BEIJING (Reuters) - Just as it was never realistic to think China could single-handedly save the world economy, it’s probably wise to tone down any expectations that Beijing somehow holds the key to a new international financial order.
Premier Wen Jiabao promised after talks among 43 Asian and European Union countries that China would actively participate in a November 15 summit that President George W. Bush is convening to rake over the global credit crisis.
China, which keeps its own markets on a tight leash, will presumably support any drive to keep a better check on new-fangled financial instruments and cross-border money flows.
“We need financial innovation, but we need financial oversight even more,” Wen told a news conference on Saturday.

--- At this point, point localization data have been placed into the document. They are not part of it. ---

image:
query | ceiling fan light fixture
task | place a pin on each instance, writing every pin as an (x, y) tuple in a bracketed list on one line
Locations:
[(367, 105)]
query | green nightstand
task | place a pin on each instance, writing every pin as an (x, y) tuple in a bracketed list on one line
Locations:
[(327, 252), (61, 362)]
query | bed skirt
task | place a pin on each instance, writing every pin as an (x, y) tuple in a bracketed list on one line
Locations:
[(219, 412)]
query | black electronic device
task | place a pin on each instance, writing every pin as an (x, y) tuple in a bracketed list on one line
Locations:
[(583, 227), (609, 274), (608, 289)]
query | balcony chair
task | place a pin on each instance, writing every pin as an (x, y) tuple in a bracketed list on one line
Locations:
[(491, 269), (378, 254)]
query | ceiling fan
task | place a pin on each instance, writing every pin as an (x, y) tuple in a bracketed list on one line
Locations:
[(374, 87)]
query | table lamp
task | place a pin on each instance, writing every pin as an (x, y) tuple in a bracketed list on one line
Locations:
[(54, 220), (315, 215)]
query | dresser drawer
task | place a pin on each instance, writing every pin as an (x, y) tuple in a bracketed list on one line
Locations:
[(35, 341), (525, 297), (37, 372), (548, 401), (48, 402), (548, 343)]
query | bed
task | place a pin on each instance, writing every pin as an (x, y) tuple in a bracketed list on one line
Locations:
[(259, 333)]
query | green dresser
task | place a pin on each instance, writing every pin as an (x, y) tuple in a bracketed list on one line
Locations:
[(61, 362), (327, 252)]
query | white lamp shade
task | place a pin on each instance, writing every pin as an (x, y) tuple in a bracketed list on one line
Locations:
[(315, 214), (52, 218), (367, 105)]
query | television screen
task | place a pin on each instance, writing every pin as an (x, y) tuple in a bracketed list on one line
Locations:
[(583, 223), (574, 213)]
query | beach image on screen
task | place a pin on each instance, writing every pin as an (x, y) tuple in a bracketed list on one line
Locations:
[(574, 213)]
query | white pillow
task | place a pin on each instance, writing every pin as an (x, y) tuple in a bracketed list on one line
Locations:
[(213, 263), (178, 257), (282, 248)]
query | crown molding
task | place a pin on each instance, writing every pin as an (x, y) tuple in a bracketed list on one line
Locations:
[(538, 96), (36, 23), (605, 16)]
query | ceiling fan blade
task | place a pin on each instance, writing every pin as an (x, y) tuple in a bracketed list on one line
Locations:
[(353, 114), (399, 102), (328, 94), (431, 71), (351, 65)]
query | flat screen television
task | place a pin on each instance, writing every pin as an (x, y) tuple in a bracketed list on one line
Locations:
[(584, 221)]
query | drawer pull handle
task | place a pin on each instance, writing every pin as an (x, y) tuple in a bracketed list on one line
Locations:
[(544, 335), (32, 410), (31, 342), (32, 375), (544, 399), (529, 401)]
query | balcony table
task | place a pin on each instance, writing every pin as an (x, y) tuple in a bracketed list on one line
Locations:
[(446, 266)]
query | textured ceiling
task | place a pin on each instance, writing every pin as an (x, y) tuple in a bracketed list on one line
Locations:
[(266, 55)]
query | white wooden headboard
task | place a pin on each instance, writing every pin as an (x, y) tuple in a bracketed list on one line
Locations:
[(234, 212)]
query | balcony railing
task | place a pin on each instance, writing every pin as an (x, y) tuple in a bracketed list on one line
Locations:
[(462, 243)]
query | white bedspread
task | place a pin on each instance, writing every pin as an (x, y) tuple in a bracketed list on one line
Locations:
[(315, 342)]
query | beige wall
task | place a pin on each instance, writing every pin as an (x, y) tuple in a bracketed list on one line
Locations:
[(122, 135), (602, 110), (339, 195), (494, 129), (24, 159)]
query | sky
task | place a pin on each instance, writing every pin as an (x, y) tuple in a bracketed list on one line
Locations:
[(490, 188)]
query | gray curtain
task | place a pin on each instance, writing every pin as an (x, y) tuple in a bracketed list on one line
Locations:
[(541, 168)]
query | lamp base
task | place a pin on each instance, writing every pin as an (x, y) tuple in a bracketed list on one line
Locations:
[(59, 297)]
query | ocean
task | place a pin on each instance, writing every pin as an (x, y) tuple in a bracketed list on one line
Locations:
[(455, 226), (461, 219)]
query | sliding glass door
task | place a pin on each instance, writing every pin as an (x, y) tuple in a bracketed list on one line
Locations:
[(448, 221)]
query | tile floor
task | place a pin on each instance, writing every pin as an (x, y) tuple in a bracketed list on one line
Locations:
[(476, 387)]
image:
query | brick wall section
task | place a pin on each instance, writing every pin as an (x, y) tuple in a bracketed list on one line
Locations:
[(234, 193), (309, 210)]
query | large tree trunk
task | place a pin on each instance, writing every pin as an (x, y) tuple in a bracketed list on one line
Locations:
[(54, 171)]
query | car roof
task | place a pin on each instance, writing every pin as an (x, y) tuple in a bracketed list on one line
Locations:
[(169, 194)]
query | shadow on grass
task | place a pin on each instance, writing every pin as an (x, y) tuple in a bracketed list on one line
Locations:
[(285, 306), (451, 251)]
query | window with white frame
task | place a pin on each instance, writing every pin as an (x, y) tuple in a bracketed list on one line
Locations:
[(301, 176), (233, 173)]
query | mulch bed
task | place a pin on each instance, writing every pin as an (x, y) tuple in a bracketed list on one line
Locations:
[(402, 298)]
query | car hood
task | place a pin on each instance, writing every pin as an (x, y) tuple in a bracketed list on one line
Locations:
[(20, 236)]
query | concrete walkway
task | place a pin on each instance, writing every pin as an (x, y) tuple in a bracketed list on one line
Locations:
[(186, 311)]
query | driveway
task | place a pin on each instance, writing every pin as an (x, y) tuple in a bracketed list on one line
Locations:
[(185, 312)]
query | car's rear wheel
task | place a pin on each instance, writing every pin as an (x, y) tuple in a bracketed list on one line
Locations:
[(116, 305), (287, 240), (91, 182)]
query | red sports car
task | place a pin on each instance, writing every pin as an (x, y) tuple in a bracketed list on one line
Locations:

But Beijing shows scant interest in debating whether a wholly new monetary regime is called for — whether, perhaps, the current crisis has its roots in the floating exchange rates that replaced the Bretton Woods system of fixed-but-adjustable rates, centered on the dollar, backed by gold and supervised by the International Monetary Fund, that collapsed in 1971.
“I don’t think China can do much. Officials have said that what is important for China is to handle its own business well, which I think is quite right,” said Zhang Bin with the Chinese Academy of Social Sciences, the government’s top think-tank.
To be sure, Beijing regularly rails against what it sees as Washington’s irresponsible stewardship of the dollar and against market volatility that endangers the stability that China craves.
But discussion of the crisis in Beijing is dominated by the risks for China of holding so many dollars in its reserves.
A senior EU official who attended the summit said Chinese policy makers have little to say when the question turns to overhauling the system that permitted those reserves, and the economic imbalances they mirror, to build up in the first place.
An official at the People’s Bank of China ruled out a new international monetary order, while Zhang, who is a financial economist, called the idea “a load of rubbish.”
“The basic global monetary system with U.S. dollar as the reserve currency will not change,” he said. “China is not ready yet to inject substantial change into the system.”
China has the world’s fastest-growing economy, but its financial markets are not mature or open enough, Zhang said.
And crucially, he added, although it may be bought and sold for purposes of trade and investment, the yuan is not convertible for purely financial transactions.
This rules out a place for the yuan in central banks’ foreign exchange reserves — something that Thailand, for one, has said it would like to change so the yuan can become an anchor currency in Asia.
Justin Lin, the World Bank’s chief economist, also cited the yuan’s limited convertibility as a reason why it was premature to talk about a big role for China in any new world financial order.
“China is not strong enough,” he told Reuters during a forum this weekend at Peking University, where he was a professor.
All this sets the stage for interesting talks in Washington.
French President Nicolas Sarkozy said on Saturday that he wanted currency questions to be on the summit agenda, while U.S. Treasury Secretary Henry Paulson put down a marker last week by saying it was “an unnatural act” for a big economy like China to have a comparatively inflexible exchange rate regime.
Beijing could be forgiven for retorting that its economic and financial model is working quite well, thank you.
Capital controls and a tightly managed exchange rate shielded China from the worst of the 1997/98 financial crisis and, 10 years on, are once more offering a large degree of protection.
“China will have a bumpy road, but I don’t think it will get into serious trouble,” said David Dollar, head of the World Bank’s office in Beijing.
From President Hu Jintao down, officials insist the greatest contribution China can make to regional and global stability is to sustain fast growth — an aim that chimes with the Communist party’s overriding priority to raise living standards at home.
“The Chinese leadership have very clear ideas of where it’s going. Domestic economics and politics come first, and for that the capital account has to remain closed,” said Carsten Holz, a professor of economics at Hong Kong University of Science and Technology.
Holz said it could take 10 to 15 years for China to remove its capital controls.
The Washington summit and follow-up meetings need to establish whether there is a common will to draw up new global financial rules and, if so, what basic principles to follow on critical issues such as exchange rates and capital flows.
Pascal Lamy, the director-general of the World Trade Organization, said the task was dauntingly complex.
“It’s a minefield. It will take years, assuming people have a reasonably clear idea at the beginning of what the agenda will be,” Lamy told reporters last week during a visit to Beijing.